Shell Two-Way Learning Camp at Kurlku and Pirnini
Peter Murray
Karen Yungabun, Yanunijarra’s Ngurarra 2 Way Learning Officer, uses ice cream to teach kids about groundwater. She gets a clear plastic tub and fills the bottom of the tub with choc-chips—these are the rocks. Then she drenches the rocks in fizzy lemonade. The lemonade represents groundwater. On top of the groundwater goes the ice-cream, the clay. Then finally, she masks the ice cream with sprinkles. The sprinkles represent the top layer of soil.
It's Karen’s aim to teach kids about water in a way that’s visual and memorable.
“Water’s important for everybody, but especially for us, Ngurrara people, because our water is scarce,” Karen says.

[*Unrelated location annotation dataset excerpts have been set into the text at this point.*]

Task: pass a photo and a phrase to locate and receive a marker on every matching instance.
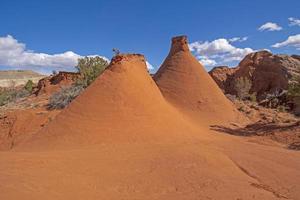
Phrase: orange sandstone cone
(184, 82)
(123, 104)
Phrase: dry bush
(64, 97)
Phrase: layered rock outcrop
(268, 73)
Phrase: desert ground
(131, 136)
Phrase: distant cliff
(267, 72)
(12, 78)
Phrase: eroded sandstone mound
(124, 103)
(267, 72)
(184, 82)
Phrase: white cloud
(206, 61)
(15, 54)
(238, 39)
(293, 40)
(294, 21)
(218, 52)
(270, 26)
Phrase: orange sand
(185, 83)
(120, 139)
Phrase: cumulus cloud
(15, 54)
(270, 26)
(218, 52)
(238, 39)
(294, 21)
(293, 40)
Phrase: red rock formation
(53, 83)
(267, 72)
(184, 82)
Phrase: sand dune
(122, 139)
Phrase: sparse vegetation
(242, 87)
(116, 51)
(11, 95)
(294, 87)
(62, 98)
(29, 86)
(90, 68)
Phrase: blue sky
(94, 27)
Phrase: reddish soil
(184, 82)
(122, 139)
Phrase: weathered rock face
(267, 72)
(53, 83)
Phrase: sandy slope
(122, 140)
(185, 83)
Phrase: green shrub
(64, 97)
(12, 95)
(252, 97)
(242, 87)
(29, 86)
(90, 68)
(294, 87)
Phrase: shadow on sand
(260, 129)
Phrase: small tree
(242, 87)
(29, 86)
(90, 68)
(294, 87)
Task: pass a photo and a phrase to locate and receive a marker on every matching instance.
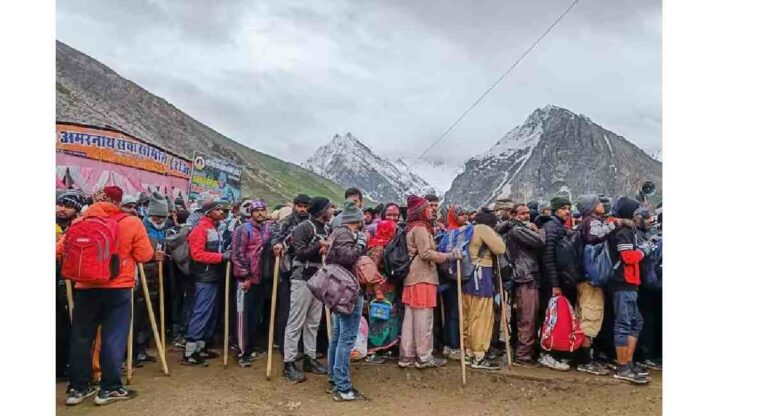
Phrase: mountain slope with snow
(554, 151)
(347, 161)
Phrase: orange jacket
(132, 246)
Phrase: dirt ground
(389, 389)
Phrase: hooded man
(524, 245)
(107, 305)
(590, 300)
(348, 245)
(624, 282)
(310, 245)
(250, 242)
(154, 224)
(477, 293)
(207, 271)
(555, 281)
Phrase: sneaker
(347, 396)
(548, 361)
(405, 362)
(107, 397)
(525, 363)
(76, 397)
(454, 354)
(625, 373)
(484, 364)
(591, 368)
(651, 364)
(208, 354)
(194, 360)
(642, 371)
(432, 362)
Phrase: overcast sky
(284, 76)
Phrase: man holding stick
(207, 270)
(108, 305)
(309, 242)
(250, 242)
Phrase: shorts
(628, 321)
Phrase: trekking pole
(129, 364)
(504, 324)
(162, 303)
(152, 321)
(70, 300)
(226, 314)
(272, 307)
(461, 325)
(328, 324)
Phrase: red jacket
(133, 246)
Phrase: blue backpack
(597, 264)
(459, 238)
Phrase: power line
(445, 133)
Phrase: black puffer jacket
(554, 231)
(524, 247)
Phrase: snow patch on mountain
(349, 162)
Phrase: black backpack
(569, 255)
(397, 262)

The Ngurrara 2 Way Learning project is a cultural and environmental program combining western science and traditional knowledge, and with a focus on water monitoring. It’s funded by Shell Australia, and the purpose of the project is to build the capacity, aspirations and employability skills of Ngurrara youth.

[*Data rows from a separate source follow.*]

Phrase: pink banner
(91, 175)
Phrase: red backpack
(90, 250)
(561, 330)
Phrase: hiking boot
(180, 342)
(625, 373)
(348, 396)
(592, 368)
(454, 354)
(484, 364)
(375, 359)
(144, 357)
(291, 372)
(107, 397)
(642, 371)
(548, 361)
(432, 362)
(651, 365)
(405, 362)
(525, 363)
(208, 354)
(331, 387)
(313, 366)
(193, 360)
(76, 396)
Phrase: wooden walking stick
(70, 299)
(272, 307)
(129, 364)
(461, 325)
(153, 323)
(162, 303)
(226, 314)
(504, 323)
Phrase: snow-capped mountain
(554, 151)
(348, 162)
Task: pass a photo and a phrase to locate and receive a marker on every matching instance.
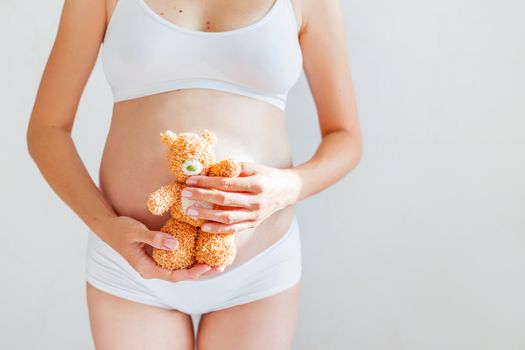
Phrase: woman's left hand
(244, 201)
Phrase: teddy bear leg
(182, 257)
(214, 249)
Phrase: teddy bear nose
(191, 167)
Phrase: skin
(133, 165)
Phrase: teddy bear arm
(225, 168)
(162, 199)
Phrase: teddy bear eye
(191, 167)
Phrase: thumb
(159, 240)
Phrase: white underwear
(273, 270)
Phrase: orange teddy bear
(191, 154)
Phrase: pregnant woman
(187, 66)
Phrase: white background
(421, 247)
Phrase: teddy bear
(191, 154)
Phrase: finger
(232, 184)
(158, 239)
(249, 168)
(232, 199)
(224, 216)
(214, 227)
(214, 271)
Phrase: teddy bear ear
(209, 136)
(168, 137)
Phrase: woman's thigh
(268, 323)
(118, 323)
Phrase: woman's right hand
(129, 237)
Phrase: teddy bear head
(189, 153)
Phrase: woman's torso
(134, 161)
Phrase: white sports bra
(144, 54)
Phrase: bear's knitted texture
(191, 154)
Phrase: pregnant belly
(134, 161)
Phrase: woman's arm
(326, 68)
(74, 53)
(267, 189)
(70, 63)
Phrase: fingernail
(171, 243)
(192, 212)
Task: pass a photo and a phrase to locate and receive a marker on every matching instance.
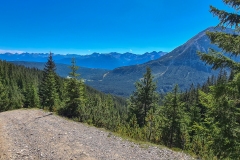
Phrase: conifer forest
(203, 120)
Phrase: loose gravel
(36, 134)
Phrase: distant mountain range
(96, 60)
(63, 70)
(182, 66)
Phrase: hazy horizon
(85, 27)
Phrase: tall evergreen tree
(75, 94)
(173, 116)
(3, 97)
(223, 100)
(144, 98)
(49, 96)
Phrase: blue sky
(87, 26)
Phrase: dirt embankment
(35, 134)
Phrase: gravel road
(35, 134)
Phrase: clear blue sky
(87, 26)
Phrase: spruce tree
(3, 97)
(223, 100)
(75, 94)
(144, 98)
(49, 96)
(174, 119)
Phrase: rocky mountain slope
(35, 134)
(182, 66)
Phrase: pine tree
(75, 94)
(3, 97)
(48, 92)
(223, 99)
(229, 42)
(174, 120)
(144, 98)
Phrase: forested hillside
(203, 120)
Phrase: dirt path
(35, 134)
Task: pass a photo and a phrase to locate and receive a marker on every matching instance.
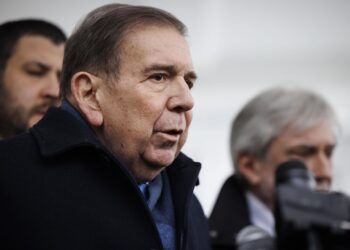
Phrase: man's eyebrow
(191, 75)
(36, 63)
(170, 69)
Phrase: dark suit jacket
(61, 189)
(229, 216)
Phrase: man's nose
(181, 99)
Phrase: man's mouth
(171, 134)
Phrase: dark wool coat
(61, 189)
(229, 216)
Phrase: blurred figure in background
(105, 169)
(277, 125)
(31, 56)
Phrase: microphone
(254, 238)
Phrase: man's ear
(250, 167)
(84, 87)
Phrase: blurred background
(239, 48)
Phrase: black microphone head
(254, 238)
(294, 172)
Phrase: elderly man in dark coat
(105, 171)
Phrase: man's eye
(36, 72)
(159, 77)
(190, 84)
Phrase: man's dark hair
(12, 31)
(96, 44)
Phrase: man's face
(147, 111)
(30, 83)
(314, 147)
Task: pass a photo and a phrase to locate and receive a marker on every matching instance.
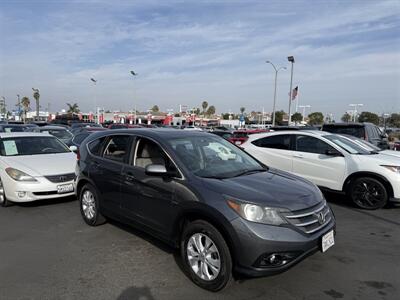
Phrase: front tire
(206, 256)
(3, 200)
(89, 206)
(368, 193)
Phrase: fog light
(21, 194)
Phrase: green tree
(346, 117)
(73, 108)
(155, 108)
(211, 110)
(367, 116)
(279, 117)
(297, 117)
(26, 106)
(204, 105)
(394, 120)
(316, 118)
(36, 95)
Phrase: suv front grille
(311, 220)
(61, 178)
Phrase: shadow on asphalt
(136, 293)
(343, 201)
(47, 202)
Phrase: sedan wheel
(89, 206)
(368, 193)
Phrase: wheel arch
(376, 176)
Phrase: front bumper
(42, 189)
(258, 241)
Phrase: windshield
(31, 146)
(213, 157)
(347, 144)
(61, 134)
(356, 131)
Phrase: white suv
(331, 161)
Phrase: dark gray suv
(222, 208)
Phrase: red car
(240, 136)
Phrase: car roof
(20, 134)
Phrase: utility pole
(291, 60)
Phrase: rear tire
(3, 199)
(89, 206)
(368, 193)
(206, 256)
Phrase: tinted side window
(95, 146)
(276, 142)
(116, 148)
(311, 145)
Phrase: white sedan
(331, 161)
(34, 166)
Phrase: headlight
(395, 169)
(256, 213)
(19, 175)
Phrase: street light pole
(291, 60)
(355, 110)
(134, 74)
(276, 79)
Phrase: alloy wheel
(88, 205)
(203, 256)
(368, 194)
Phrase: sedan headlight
(255, 213)
(19, 175)
(395, 169)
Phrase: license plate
(328, 240)
(65, 188)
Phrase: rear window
(275, 142)
(356, 131)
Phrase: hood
(44, 164)
(273, 188)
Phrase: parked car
(12, 127)
(34, 166)
(366, 131)
(59, 132)
(224, 212)
(240, 136)
(370, 178)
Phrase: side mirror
(333, 153)
(156, 170)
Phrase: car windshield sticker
(10, 147)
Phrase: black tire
(368, 193)
(3, 199)
(225, 270)
(95, 218)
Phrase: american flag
(294, 92)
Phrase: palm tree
(36, 95)
(204, 105)
(26, 103)
(73, 109)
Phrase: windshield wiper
(248, 172)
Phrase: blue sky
(189, 51)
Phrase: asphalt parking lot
(48, 252)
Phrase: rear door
(148, 199)
(311, 162)
(274, 151)
(106, 169)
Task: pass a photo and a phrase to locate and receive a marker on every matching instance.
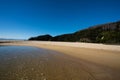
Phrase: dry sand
(102, 62)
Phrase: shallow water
(31, 63)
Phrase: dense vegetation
(106, 33)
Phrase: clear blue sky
(22, 19)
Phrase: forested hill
(105, 33)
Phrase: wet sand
(60, 63)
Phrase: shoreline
(109, 58)
(97, 63)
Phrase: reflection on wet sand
(30, 63)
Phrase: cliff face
(105, 33)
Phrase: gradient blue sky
(22, 19)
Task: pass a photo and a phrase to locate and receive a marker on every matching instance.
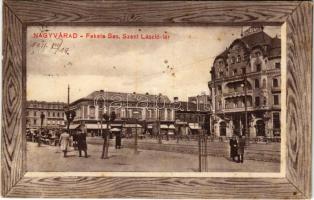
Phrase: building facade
(53, 112)
(245, 86)
(128, 107)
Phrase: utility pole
(159, 132)
(68, 108)
(246, 132)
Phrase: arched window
(264, 101)
(258, 67)
(258, 54)
(238, 58)
(264, 83)
(256, 83)
(275, 82)
(232, 60)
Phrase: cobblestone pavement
(50, 158)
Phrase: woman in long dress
(64, 141)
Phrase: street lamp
(159, 133)
(42, 117)
(136, 136)
(244, 86)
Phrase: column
(88, 112)
(96, 112)
(165, 113)
(144, 113)
(172, 115)
(83, 112)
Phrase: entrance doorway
(260, 128)
(222, 128)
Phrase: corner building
(249, 67)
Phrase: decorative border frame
(297, 16)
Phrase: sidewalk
(50, 158)
(259, 152)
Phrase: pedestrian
(75, 140)
(81, 143)
(233, 148)
(39, 138)
(185, 131)
(118, 138)
(64, 141)
(241, 144)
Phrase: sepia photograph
(157, 99)
(153, 99)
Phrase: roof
(123, 97)
(45, 102)
(259, 38)
(255, 39)
(190, 106)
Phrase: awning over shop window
(132, 126)
(73, 126)
(115, 130)
(194, 126)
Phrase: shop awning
(73, 126)
(172, 126)
(132, 126)
(194, 126)
(115, 130)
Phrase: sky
(177, 66)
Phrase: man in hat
(81, 141)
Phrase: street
(50, 158)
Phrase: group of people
(45, 136)
(237, 145)
(79, 142)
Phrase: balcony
(275, 89)
(237, 93)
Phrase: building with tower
(245, 86)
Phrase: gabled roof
(256, 39)
(123, 97)
(259, 38)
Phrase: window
(221, 74)
(256, 83)
(238, 58)
(258, 67)
(264, 83)
(277, 65)
(276, 100)
(243, 70)
(275, 82)
(264, 101)
(232, 60)
(276, 120)
(257, 103)
(219, 89)
(92, 112)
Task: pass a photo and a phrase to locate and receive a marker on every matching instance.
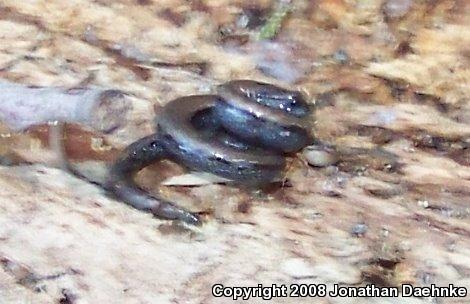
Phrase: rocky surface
(390, 80)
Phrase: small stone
(359, 229)
(319, 157)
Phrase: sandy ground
(390, 80)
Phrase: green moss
(273, 25)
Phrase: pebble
(319, 157)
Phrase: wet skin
(241, 134)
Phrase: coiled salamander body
(241, 134)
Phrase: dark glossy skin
(240, 134)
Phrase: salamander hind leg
(121, 183)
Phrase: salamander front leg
(121, 183)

In August, the Ngurrara rangers accompanied primary-aged students from Djugerari Remote Community School and Ngalapita Remote Community School to Kurlku, Pirnini and Purluwarla, in the Great Sandy Desert. Here, the rangers ran a bush classroom, teaching the kids how to use water monitoring equipment to test the conductivity and pH levels at Lake Pirnini, and at the jila Purluwarla.
“Looking after water—after ngapa—is looking after country. This project is important, because it recognises the value of Indigenous knowledge and language, and it pairs this with a western science perspective,” Karen says.

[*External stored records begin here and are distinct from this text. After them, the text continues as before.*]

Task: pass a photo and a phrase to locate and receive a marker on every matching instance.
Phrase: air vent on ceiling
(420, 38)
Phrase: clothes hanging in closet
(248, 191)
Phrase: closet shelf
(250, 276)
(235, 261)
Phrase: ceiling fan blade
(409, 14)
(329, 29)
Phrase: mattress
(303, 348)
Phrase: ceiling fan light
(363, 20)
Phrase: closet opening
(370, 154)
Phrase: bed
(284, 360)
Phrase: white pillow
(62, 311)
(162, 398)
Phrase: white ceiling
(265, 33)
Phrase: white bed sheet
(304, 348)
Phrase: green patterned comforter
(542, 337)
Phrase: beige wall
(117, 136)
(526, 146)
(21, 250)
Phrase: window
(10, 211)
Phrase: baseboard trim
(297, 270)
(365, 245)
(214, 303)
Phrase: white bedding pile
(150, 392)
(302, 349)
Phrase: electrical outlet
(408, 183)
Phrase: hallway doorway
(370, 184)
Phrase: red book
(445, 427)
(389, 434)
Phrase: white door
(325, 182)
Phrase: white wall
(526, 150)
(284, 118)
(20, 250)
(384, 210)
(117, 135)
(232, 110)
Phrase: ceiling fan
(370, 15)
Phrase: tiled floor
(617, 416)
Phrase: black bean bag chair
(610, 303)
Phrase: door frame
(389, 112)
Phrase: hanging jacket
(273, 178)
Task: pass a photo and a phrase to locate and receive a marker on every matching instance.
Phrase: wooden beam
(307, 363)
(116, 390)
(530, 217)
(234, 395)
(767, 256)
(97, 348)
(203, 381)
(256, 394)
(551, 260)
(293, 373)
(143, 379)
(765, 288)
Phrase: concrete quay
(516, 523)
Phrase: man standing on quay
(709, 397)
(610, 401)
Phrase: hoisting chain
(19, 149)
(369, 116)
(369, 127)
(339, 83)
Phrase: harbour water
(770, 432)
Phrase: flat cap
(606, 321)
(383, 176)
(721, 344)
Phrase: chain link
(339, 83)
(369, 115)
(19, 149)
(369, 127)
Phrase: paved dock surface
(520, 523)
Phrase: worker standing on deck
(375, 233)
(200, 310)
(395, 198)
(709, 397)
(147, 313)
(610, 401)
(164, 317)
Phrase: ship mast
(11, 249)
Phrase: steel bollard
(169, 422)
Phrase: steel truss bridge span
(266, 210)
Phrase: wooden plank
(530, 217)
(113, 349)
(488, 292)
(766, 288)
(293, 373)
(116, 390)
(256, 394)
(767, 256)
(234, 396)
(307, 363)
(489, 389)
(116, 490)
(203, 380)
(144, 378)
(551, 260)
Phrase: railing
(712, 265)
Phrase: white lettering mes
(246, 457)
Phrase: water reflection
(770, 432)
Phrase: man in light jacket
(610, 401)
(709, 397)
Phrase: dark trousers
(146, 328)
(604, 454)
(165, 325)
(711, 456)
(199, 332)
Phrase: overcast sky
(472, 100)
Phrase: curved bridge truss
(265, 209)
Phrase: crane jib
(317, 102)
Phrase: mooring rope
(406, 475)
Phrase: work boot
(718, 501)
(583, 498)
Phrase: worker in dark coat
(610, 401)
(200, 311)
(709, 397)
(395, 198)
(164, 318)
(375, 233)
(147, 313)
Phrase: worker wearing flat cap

The results of the tests, which included unusually high levels of salt at Purluwarla jila (where there’s an uncapped artesian bore), are consistent with the results gathered a month earlier. On this earlier trip, our rangers, Yanunijarra staff, and scientists from the University of Western Australia, travelled further afield, visiting three bores, three jila and one jumu. Some of the highlights included visiting the newly named ‘Frankies Bore’, which we have looked for on previous trips, but couldn’t find because of the dense vegetation; measuring bore water levels and quality; and camping out at Willi, where there’s usually plenty of bush tucker, like sand goannas, wild turkeys, echidnas and bush cats. There was also another animal that used to live in the area, but that finished a long time ago. The trip was important not just for the rangers to learn new skills, but for maintenance to be undertaken at the bores and for Ngurrara knowledge about local plants and animals to be shared.
The Ngurrara 2-Way Learning Project is now in its last year of funding. It has definitely been a success, in that it’s allowed us to teach our young people about jila and jumu both through traditional stories and western science. It’s also allowed us to gather a baseline of information about our water, against which we can measure future impacts of development and climate change.